Let the direction cosines of two lines satisfy the equations : 4l + m - n =0 and 2mn + l0nl +3lm= 0. Then the cosine of the acute angle between these lines is :

We are given two equations for direction cosines $$(l, m, n)$$: $$4l + m - n = 0\quad\cdots(1)$$ and $$2mn + 10nl + 3lm = 0\quad\cdots(2)$$. (Note: “l0nl” in the problem is interpreted as “10nl”.)
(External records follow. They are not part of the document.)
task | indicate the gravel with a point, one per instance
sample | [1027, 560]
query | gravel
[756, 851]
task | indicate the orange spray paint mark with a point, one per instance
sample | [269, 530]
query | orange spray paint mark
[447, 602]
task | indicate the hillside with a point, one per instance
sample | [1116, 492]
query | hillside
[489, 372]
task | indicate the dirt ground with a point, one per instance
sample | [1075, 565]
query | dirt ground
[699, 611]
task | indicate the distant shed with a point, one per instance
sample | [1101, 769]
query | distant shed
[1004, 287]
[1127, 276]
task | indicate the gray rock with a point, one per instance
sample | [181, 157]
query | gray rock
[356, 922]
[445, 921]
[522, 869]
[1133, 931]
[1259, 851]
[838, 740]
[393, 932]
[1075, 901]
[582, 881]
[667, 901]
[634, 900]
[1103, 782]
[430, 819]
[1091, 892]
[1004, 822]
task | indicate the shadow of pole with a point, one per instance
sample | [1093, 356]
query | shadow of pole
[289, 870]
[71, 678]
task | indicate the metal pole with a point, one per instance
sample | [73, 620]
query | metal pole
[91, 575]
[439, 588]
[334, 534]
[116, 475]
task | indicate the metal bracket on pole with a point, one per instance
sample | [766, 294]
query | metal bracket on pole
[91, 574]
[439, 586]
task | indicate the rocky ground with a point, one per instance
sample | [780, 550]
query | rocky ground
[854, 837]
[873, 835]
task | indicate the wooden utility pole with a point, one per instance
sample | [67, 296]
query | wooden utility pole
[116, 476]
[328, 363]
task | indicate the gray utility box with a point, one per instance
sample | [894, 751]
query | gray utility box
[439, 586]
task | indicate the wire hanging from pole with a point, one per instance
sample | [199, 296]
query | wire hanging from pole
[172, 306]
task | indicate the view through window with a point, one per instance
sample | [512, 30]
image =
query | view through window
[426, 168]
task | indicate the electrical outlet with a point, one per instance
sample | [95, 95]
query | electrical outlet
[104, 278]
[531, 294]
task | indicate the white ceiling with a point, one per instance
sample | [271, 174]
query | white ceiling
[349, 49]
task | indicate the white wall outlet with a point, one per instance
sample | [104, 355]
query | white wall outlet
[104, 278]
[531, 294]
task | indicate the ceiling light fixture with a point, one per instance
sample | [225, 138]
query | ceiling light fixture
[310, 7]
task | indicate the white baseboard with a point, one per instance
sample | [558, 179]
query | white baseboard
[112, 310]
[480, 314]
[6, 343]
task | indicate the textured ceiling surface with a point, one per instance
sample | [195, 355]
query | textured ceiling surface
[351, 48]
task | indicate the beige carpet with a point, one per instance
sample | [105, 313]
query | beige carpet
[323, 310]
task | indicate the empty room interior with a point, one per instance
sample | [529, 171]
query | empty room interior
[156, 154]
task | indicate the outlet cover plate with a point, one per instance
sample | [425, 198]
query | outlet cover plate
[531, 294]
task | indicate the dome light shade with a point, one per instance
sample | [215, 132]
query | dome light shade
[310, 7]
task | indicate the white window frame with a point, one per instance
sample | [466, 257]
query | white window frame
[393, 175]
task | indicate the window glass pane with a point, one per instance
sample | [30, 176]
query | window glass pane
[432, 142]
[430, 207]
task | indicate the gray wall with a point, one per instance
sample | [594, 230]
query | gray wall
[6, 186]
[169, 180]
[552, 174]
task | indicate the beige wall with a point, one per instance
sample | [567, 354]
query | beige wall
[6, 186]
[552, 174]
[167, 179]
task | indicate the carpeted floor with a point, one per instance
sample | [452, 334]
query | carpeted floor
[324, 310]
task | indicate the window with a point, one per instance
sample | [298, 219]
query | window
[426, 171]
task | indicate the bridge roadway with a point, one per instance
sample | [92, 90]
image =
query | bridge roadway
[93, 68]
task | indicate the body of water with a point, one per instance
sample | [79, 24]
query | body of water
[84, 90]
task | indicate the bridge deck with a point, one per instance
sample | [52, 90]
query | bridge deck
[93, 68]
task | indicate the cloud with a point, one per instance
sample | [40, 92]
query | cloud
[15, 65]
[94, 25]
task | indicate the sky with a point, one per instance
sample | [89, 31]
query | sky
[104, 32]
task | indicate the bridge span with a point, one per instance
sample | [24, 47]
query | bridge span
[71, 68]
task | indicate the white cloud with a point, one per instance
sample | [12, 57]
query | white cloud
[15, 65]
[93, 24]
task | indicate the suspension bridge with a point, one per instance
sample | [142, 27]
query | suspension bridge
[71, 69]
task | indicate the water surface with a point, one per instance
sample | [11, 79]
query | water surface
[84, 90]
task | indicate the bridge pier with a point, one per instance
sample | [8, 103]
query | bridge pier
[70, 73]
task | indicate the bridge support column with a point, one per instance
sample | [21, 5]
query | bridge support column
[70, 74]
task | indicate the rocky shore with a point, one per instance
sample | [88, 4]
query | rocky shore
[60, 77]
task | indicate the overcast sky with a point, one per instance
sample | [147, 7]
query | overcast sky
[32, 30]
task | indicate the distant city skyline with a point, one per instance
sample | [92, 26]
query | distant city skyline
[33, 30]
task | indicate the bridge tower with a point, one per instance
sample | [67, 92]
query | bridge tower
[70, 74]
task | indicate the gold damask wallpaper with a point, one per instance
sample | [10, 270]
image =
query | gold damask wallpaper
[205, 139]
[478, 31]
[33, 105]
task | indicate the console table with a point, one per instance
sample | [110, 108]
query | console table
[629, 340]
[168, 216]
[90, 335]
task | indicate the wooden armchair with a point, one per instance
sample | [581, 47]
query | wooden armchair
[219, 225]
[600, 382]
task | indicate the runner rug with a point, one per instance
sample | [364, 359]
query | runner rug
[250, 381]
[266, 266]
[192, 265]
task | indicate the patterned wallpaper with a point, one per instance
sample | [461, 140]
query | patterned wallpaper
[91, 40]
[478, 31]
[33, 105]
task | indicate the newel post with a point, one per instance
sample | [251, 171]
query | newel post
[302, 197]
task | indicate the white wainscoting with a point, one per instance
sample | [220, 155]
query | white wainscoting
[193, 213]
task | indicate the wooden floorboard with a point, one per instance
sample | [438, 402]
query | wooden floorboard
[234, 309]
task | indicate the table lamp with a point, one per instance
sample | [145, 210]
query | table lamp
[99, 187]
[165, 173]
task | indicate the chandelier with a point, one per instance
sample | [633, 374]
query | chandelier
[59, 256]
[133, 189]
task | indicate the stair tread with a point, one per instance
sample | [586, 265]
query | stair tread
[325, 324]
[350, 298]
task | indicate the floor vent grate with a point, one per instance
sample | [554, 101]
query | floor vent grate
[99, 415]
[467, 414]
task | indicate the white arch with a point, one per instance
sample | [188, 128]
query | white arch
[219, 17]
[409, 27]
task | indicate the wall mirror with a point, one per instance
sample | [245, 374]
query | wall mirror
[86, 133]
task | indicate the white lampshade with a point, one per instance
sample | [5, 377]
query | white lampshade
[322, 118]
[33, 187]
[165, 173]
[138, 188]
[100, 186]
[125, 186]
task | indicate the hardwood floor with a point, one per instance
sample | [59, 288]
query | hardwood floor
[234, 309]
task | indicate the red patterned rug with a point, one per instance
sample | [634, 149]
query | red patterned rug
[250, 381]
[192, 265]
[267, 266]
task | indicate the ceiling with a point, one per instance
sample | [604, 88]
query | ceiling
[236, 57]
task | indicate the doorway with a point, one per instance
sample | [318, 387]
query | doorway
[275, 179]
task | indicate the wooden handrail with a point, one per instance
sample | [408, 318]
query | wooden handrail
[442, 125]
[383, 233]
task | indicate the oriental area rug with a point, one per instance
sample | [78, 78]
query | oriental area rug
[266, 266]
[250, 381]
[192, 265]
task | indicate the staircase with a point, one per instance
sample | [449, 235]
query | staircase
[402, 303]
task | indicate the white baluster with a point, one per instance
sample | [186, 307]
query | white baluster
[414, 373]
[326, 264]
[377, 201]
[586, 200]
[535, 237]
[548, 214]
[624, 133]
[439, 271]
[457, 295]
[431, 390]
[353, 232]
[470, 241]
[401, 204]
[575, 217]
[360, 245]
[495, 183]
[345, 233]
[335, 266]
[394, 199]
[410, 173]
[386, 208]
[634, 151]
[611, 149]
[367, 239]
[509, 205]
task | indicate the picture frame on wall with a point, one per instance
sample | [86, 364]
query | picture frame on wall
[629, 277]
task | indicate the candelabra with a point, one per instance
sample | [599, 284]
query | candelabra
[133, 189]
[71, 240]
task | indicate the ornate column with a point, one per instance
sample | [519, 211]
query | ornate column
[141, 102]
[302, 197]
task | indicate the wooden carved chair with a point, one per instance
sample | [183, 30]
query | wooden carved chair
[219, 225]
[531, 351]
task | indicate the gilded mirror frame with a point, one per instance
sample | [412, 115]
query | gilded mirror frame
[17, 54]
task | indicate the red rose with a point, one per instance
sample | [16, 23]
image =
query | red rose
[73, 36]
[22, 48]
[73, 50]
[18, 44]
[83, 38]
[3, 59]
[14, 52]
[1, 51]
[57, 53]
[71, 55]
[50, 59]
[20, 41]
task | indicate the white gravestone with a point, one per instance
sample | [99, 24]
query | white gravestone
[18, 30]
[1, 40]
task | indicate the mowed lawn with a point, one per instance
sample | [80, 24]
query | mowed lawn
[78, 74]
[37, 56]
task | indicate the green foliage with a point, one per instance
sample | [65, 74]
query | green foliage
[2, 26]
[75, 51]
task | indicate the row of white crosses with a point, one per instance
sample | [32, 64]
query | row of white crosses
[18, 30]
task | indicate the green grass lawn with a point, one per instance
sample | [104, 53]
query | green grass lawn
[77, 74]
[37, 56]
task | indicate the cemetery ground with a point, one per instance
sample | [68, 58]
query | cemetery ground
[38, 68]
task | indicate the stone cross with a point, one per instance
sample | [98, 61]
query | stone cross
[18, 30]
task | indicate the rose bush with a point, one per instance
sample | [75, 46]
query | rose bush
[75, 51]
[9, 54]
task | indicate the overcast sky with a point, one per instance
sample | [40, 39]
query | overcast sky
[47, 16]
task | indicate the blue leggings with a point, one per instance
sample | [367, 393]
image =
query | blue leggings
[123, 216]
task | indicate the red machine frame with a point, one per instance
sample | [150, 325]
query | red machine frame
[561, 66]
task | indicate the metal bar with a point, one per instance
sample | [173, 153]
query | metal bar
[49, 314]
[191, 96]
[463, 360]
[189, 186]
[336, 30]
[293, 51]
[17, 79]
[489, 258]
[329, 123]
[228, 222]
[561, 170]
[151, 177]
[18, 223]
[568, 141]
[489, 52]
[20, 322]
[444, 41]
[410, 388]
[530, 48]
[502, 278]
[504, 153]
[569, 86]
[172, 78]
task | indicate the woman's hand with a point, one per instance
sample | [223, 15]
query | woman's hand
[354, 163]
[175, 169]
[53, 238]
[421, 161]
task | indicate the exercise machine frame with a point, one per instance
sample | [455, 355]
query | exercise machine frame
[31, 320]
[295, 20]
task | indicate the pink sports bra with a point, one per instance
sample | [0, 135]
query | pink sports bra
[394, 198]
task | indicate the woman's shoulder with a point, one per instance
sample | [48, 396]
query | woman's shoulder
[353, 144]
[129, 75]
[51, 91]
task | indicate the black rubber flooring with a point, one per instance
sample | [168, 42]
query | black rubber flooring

First, from (1) we have $$n = 4l + m$$, and substituting this into (2) gives $$2m(4l + m) + 10(4l + m)l + 3lm = 0$$, which simplifies to $$8lm + 2m^2 + 40l^2 + 10lm + 3lm = 0$$ and hence $$40l^2 + 21lm + 2m^2 = 0$$.

Next, dividing by $$m^2$$ and setting $$t = l/m$$ yields the quadratic equation $$40t^2 + 21t + 2 = 0$$. Solving gives $$t = \frac{-21 \pm \sqrt{441 - 320}}{80} = \frac{-21 \pm \sqrt{121}}{80} = \frac{-21 \pm 11}{80}$$, so $$t_1 = -\frac{1}{8}$$ and $$t_2 = -\frac{2}{5}$$.

For the first line, where $$l/m = -\frac{1}{8}$$, we may choose $$l = -1$$ and $$m = 8$$, which leads to $$n = 4(-1) + 8 = 4$$, giving the direction ratios $$(-1, 8, 4)$$.

Similarly, for the second line with $$l/m = -\frac{2}{5}$$, setting $$l = -2$$ and $$m = 5$$ yields $$n = 4(-2) + 5 = -3$$, so the direction ratios are $$(-2, 5, -3)$$.

Finally, the cosine of the acute angle between these two vectors is $$\cos\theta = \frac{|(-1)(-2) + (8)(5) + (4)(-3)|}{\sqrt{1 + 64 + 16}\,\sqrt{4 + 25 + 9}} = \frac{|2 + 40 - 12|}{\sqrt{81}\,\sqrt{38}} = \frac{30}{9\sqrt{38}} = \frac{10}{3\sqrt{38}}$$.

The correct answer is Option 3: $$\frac{10}{3\sqrt{38}}$$.